Small Press Publishing in the Nineties

by
Kathleen Norris
From the September/October 1992 issue of
Poets & Writers Magazine

What is the role of the small magazine or press in today’s literary marketplace? Publishing has rapidly become big business in a way unimagined just thirty years ago, and both the writers and readers of serious fiction and poetry often feel shut out. Where do they go when the market is god, when the bottom line and not the luminous quality of the writing determines whether or not a book gets published?

Jim Sitter, executive director of the Council of Literary Magazines and Presses (CLMP) hasn’t lost hope; in fact he tends to think of the ‘90s in terms of opportunity for small presses and literary magazines. He believes that lovers of fiction and poetry will increasingly turn to small publishers to fill the gaps left by large, multinational conglomerates interested mainly in mass-market books with a high profit margin.
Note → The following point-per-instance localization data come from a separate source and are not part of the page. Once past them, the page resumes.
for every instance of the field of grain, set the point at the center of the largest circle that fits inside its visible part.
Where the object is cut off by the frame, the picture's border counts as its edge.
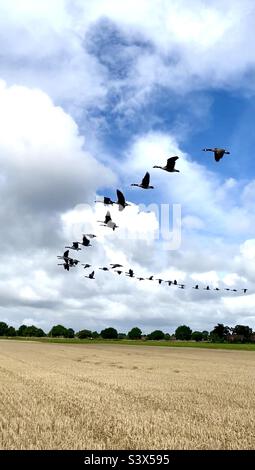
(56, 396)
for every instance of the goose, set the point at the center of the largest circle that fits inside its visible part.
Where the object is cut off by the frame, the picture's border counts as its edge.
(91, 275)
(130, 273)
(73, 262)
(145, 184)
(218, 153)
(108, 221)
(74, 247)
(85, 241)
(121, 201)
(107, 201)
(169, 166)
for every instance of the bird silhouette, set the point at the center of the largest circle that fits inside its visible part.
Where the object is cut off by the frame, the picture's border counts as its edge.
(218, 153)
(75, 246)
(107, 201)
(121, 201)
(91, 275)
(85, 241)
(108, 221)
(130, 273)
(170, 165)
(145, 184)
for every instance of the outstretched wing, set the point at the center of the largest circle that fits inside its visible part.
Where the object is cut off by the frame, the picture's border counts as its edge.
(107, 201)
(121, 199)
(107, 217)
(171, 162)
(146, 180)
(218, 154)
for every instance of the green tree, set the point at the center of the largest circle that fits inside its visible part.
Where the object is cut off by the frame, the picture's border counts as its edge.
(156, 335)
(3, 328)
(109, 333)
(183, 332)
(83, 334)
(242, 332)
(135, 333)
(197, 335)
(57, 331)
(11, 331)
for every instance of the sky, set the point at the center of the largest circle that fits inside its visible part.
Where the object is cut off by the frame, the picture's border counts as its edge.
(93, 95)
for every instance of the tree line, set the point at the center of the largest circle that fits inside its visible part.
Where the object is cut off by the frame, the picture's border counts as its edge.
(219, 334)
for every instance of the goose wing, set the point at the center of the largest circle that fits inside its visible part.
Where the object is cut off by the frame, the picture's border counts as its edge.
(171, 162)
(146, 180)
(107, 217)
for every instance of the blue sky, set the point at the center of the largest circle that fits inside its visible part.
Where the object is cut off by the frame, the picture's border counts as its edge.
(92, 96)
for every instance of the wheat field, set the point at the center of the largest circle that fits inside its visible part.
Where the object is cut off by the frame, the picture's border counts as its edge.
(56, 396)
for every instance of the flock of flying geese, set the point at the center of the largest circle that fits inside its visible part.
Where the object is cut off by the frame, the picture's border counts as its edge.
(69, 262)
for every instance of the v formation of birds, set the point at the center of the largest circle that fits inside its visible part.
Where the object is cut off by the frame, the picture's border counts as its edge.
(69, 262)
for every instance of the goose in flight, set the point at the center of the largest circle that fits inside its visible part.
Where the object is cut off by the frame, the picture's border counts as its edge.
(85, 241)
(170, 165)
(108, 221)
(130, 273)
(74, 247)
(121, 201)
(107, 201)
(91, 275)
(145, 184)
(218, 153)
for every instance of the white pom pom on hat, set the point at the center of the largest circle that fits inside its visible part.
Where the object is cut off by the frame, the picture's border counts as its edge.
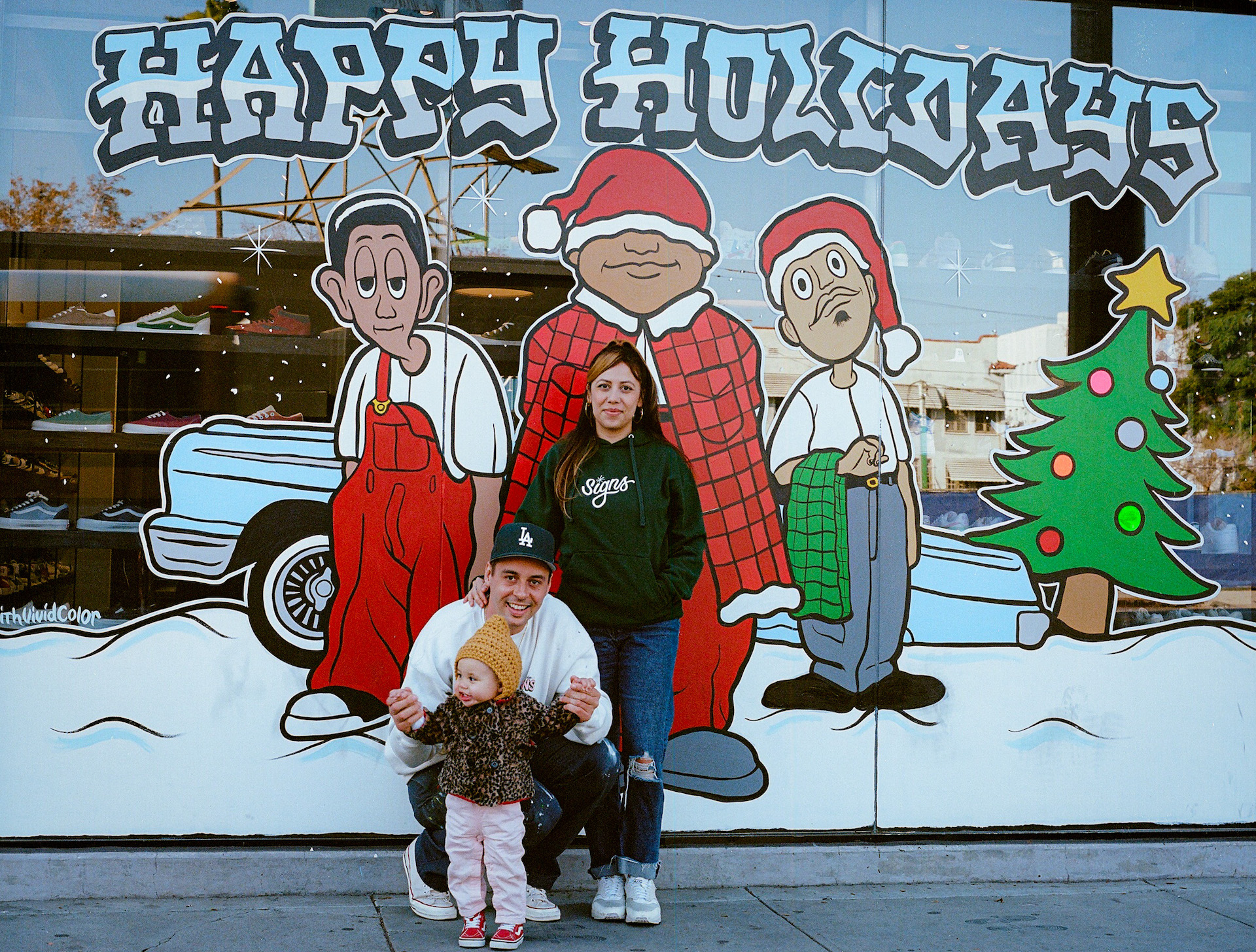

Sitter feels that we can best understand the current literary publishing scene by putting it into historical perspective. “Beginning in the mid-1950s” he says, “in part for estate tax purposes, individuals like Alfred Knopf took their privately held publishing houses public on the stock market, and this allowed publicly held corporations in other businesses—Gulf & Western, for example—to buy shares of stock.”
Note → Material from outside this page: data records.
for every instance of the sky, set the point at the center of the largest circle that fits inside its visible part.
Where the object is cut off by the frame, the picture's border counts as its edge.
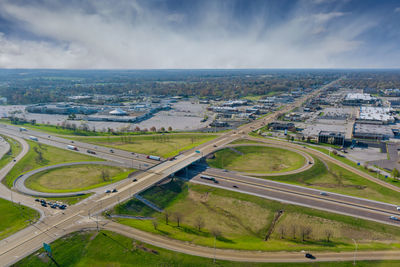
(198, 34)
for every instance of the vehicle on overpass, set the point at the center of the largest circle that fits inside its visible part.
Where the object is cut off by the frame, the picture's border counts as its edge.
(72, 147)
(153, 157)
(33, 138)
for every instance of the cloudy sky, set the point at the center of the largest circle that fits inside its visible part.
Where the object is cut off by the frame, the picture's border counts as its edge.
(145, 34)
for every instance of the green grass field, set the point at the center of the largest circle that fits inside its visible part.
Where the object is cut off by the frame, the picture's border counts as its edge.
(76, 178)
(14, 217)
(40, 155)
(159, 145)
(15, 149)
(244, 220)
(105, 248)
(257, 159)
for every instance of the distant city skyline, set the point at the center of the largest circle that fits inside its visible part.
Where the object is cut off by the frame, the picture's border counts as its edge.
(173, 34)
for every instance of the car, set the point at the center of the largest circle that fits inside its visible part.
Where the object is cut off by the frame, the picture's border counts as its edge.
(309, 256)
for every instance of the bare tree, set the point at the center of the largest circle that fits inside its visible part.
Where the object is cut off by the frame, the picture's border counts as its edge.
(105, 175)
(215, 232)
(328, 234)
(305, 232)
(282, 231)
(178, 217)
(155, 223)
(294, 229)
(167, 214)
(199, 222)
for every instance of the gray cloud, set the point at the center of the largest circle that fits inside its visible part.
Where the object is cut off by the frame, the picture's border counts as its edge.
(128, 34)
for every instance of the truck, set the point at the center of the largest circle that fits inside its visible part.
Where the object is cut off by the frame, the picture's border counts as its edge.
(153, 157)
(206, 177)
(33, 138)
(72, 147)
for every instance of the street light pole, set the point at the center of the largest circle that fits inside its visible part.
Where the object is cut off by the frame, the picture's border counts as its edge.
(355, 251)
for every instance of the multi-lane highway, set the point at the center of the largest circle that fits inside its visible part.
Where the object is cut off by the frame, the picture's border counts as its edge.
(85, 214)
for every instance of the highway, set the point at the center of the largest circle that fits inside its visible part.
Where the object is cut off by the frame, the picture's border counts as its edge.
(303, 196)
(85, 214)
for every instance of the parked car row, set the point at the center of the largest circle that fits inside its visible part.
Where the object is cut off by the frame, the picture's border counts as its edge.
(52, 205)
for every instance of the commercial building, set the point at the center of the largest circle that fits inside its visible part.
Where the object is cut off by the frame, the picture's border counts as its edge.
(334, 138)
(375, 115)
(358, 99)
(372, 132)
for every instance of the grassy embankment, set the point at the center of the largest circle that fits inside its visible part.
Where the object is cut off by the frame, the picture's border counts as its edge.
(257, 159)
(166, 145)
(14, 217)
(242, 221)
(76, 178)
(339, 180)
(105, 248)
(15, 149)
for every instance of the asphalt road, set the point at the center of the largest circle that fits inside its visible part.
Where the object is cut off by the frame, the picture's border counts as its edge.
(303, 196)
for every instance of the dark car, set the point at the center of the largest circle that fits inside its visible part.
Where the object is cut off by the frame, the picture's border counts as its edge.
(309, 256)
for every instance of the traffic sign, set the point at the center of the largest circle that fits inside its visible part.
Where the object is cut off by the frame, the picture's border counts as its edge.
(47, 248)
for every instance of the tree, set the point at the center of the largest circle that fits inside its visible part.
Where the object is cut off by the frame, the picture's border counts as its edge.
(105, 175)
(328, 234)
(178, 218)
(282, 231)
(215, 232)
(294, 228)
(199, 222)
(155, 223)
(167, 214)
(395, 173)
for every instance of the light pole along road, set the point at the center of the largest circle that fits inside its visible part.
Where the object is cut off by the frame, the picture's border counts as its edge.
(53, 226)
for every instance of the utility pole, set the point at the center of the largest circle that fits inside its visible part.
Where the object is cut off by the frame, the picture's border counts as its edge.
(355, 252)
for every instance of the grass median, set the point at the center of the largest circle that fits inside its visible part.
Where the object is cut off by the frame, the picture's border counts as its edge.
(257, 159)
(241, 221)
(76, 178)
(163, 145)
(104, 248)
(14, 217)
(40, 155)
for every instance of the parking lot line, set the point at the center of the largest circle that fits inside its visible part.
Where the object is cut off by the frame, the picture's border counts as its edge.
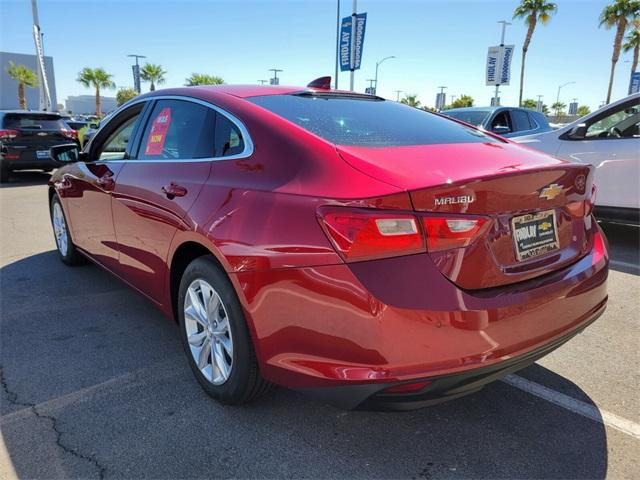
(573, 405)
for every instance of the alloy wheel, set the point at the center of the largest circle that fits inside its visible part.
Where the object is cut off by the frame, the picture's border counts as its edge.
(208, 332)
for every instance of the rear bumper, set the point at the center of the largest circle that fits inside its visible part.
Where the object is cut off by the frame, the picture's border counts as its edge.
(350, 331)
(441, 388)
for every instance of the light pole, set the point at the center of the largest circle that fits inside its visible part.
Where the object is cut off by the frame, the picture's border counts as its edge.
(505, 24)
(275, 80)
(136, 72)
(337, 42)
(560, 87)
(440, 99)
(378, 63)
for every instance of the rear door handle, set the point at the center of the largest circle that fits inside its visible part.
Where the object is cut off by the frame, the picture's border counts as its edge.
(106, 181)
(173, 190)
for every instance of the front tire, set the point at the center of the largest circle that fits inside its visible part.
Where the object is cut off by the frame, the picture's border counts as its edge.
(215, 336)
(67, 251)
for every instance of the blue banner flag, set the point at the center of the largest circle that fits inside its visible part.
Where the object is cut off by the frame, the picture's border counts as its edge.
(348, 34)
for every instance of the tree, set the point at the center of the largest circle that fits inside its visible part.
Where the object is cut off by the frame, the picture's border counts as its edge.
(633, 44)
(583, 110)
(25, 78)
(96, 78)
(618, 14)
(152, 73)
(125, 94)
(203, 79)
(411, 100)
(532, 11)
(558, 108)
(462, 102)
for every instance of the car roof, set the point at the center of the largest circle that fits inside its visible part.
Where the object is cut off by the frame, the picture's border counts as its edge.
(30, 112)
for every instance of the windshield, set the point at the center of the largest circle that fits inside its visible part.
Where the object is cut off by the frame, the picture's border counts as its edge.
(367, 121)
(34, 120)
(474, 117)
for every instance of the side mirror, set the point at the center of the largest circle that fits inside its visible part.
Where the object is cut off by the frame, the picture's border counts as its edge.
(578, 132)
(501, 130)
(66, 153)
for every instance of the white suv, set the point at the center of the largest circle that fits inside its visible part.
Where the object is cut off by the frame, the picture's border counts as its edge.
(609, 139)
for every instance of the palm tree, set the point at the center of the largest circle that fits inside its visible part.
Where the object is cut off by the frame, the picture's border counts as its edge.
(411, 100)
(558, 107)
(532, 11)
(97, 78)
(25, 77)
(633, 43)
(152, 73)
(618, 15)
(203, 79)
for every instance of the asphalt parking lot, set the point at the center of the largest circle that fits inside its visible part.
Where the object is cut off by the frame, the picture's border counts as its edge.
(95, 385)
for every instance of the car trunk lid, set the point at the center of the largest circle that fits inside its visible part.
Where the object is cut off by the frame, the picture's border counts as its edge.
(533, 210)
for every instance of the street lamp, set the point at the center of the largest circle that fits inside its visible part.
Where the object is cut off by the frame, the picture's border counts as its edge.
(378, 63)
(560, 87)
(136, 72)
(275, 80)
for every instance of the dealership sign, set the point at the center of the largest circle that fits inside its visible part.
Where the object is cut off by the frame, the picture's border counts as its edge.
(352, 41)
(499, 64)
(634, 86)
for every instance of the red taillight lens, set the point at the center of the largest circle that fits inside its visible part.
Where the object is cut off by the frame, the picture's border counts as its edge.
(361, 234)
(445, 233)
(8, 134)
(70, 134)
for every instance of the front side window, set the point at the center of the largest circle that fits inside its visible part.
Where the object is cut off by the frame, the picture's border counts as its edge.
(351, 120)
(178, 129)
(623, 122)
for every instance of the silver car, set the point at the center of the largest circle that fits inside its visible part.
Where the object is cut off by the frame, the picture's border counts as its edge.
(609, 139)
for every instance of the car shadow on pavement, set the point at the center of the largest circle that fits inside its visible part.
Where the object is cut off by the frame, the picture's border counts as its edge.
(624, 243)
(26, 178)
(95, 384)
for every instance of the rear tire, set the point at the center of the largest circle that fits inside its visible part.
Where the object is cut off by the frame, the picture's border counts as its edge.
(67, 251)
(5, 173)
(215, 335)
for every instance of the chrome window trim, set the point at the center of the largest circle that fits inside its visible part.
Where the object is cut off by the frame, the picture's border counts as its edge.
(248, 142)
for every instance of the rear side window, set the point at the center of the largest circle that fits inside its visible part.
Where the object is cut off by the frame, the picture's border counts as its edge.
(229, 139)
(178, 130)
(349, 120)
(34, 121)
(520, 120)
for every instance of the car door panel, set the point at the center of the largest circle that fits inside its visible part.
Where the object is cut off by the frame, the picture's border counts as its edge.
(155, 190)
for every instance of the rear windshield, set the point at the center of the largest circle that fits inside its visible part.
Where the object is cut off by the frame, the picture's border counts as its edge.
(344, 120)
(474, 117)
(33, 120)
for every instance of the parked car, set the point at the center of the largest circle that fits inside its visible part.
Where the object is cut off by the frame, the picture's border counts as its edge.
(26, 137)
(608, 138)
(357, 249)
(504, 121)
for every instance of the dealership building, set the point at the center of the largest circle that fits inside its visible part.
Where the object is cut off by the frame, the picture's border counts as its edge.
(9, 87)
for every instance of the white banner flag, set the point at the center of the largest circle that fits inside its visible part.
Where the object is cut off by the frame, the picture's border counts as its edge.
(499, 65)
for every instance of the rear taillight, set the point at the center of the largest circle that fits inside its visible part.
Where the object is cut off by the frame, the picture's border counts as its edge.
(445, 233)
(73, 134)
(8, 134)
(359, 234)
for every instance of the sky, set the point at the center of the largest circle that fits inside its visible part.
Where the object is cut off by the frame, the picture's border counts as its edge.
(435, 43)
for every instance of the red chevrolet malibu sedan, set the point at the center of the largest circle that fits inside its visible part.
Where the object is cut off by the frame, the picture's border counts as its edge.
(367, 252)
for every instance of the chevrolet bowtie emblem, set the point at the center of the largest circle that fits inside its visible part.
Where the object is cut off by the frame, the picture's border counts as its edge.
(551, 192)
In the 1960s, he says, this trend continued, fueled by large profits in textbook publishing generated by the baby boom. “Outsiders entered the publishing business with a profit motive,” Sitter says, “and the days of genteel trade publishing, when a publisher could live quietly in Boston or New York off a small profit margin, came to an end.”
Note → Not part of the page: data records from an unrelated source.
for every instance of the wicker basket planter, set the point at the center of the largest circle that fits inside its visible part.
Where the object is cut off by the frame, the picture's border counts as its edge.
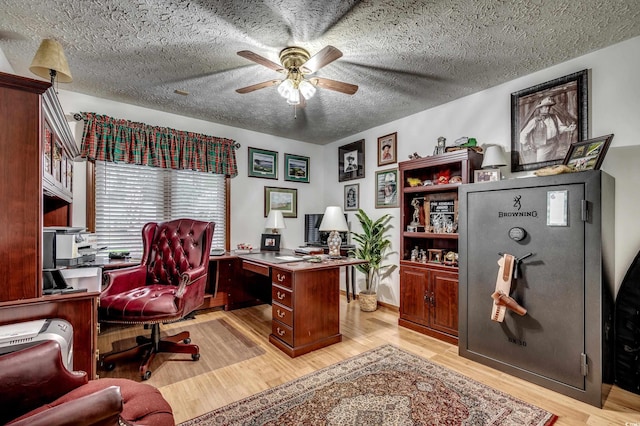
(368, 301)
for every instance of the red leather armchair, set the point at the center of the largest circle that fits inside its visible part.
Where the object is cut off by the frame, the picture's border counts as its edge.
(37, 390)
(168, 284)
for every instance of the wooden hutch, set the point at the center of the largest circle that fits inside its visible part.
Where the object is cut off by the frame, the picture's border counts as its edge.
(36, 169)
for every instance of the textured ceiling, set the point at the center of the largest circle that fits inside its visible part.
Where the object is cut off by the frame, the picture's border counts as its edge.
(405, 56)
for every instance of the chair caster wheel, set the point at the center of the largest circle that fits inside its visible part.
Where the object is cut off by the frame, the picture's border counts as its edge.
(107, 366)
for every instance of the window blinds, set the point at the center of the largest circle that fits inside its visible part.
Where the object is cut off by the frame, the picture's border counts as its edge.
(128, 196)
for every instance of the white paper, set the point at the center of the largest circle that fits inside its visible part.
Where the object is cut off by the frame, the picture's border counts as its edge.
(557, 208)
(288, 258)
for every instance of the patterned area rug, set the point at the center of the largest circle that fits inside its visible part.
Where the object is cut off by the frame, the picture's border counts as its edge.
(384, 386)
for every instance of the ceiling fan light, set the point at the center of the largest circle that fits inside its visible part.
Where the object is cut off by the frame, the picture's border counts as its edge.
(294, 97)
(285, 88)
(307, 89)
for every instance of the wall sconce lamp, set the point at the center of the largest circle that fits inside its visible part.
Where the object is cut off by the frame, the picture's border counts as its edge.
(50, 62)
(334, 221)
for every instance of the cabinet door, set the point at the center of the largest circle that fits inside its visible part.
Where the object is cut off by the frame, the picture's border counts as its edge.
(413, 285)
(443, 295)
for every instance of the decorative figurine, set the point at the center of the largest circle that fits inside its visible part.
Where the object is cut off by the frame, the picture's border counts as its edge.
(439, 149)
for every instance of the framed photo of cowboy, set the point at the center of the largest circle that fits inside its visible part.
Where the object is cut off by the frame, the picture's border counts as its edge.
(546, 119)
(386, 188)
(387, 149)
(351, 161)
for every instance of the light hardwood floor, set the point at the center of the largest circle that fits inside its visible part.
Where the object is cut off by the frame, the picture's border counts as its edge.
(363, 331)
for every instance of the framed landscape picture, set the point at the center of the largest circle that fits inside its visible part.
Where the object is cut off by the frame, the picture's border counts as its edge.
(546, 119)
(351, 161)
(589, 154)
(296, 168)
(263, 163)
(283, 199)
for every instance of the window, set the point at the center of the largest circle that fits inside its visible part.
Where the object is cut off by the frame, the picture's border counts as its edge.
(128, 196)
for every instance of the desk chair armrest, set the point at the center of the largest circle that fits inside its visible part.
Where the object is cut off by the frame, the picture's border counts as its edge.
(191, 277)
(124, 279)
(34, 376)
(99, 408)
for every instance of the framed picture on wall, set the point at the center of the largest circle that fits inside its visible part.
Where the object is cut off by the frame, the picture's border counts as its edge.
(296, 168)
(263, 163)
(351, 161)
(546, 119)
(387, 149)
(283, 199)
(352, 197)
(386, 188)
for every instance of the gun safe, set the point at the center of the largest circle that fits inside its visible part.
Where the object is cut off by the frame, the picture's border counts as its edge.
(556, 234)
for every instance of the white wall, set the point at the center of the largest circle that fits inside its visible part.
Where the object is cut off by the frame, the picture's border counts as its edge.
(615, 108)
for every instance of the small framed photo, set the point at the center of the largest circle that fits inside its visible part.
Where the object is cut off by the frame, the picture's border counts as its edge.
(283, 199)
(387, 188)
(352, 197)
(263, 163)
(270, 242)
(546, 119)
(589, 154)
(387, 149)
(351, 161)
(296, 168)
(487, 175)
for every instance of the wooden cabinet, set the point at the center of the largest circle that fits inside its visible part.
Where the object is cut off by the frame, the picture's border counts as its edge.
(429, 241)
(33, 194)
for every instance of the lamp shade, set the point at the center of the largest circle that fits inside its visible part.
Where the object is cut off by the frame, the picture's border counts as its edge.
(275, 220)
(50, 56)
(333, 220)
(493, 157)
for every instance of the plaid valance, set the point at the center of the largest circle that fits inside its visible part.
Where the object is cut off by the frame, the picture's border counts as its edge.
(110, 139)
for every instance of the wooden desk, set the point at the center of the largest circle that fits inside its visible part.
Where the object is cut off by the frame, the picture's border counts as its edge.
(305, 300)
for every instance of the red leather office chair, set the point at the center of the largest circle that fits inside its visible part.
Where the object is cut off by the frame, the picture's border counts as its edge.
(37, 390)
(168, 285)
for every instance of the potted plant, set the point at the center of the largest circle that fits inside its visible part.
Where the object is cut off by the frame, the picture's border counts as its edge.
(372, 244)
According to Sitter, the push towards creating publishing conglomerates slowed down, along with the stock market, in the early 1970s, but by 1975 it was back with a twist when, as he says, “publishing houses began buying out other publishing houses. You can see it in the statistics. In 1972 there were dozens of strong trade publishers and now there are fewer than a dozen. Bantam, Dell and Doubleday are now all the same company.

Beginning in the late 1970s another wave of conglomeration hit the publishing scene, this time with an international element. Viking was sold to a British conglomerate. The process gathered steam in the 1980s when Addison-Wesley was purchased by the same firm that had bought Viking, Bantam-Doubleday-Dell was sold to a German publisher, and a Japanese company acquired Putnam.

There was some unease about this trend within the industry,” Sitter says, “but not much public awareness of it until the late 1970s when the New Yorker ran a series of articles by Thomas Whiteside that criticized the phenomenon.” (The articles were later published as a book, The Blockbuster Complex: Conglomerates Show Business, and Book Publishing.) “Now,” Sitter adds, “gigantic corporations dominate the book industry and its relationship with authors, bookstores, the whole literary market; the trends that make it more effective for publishers to be larger and go for the mass audience will continue through the ‘90s.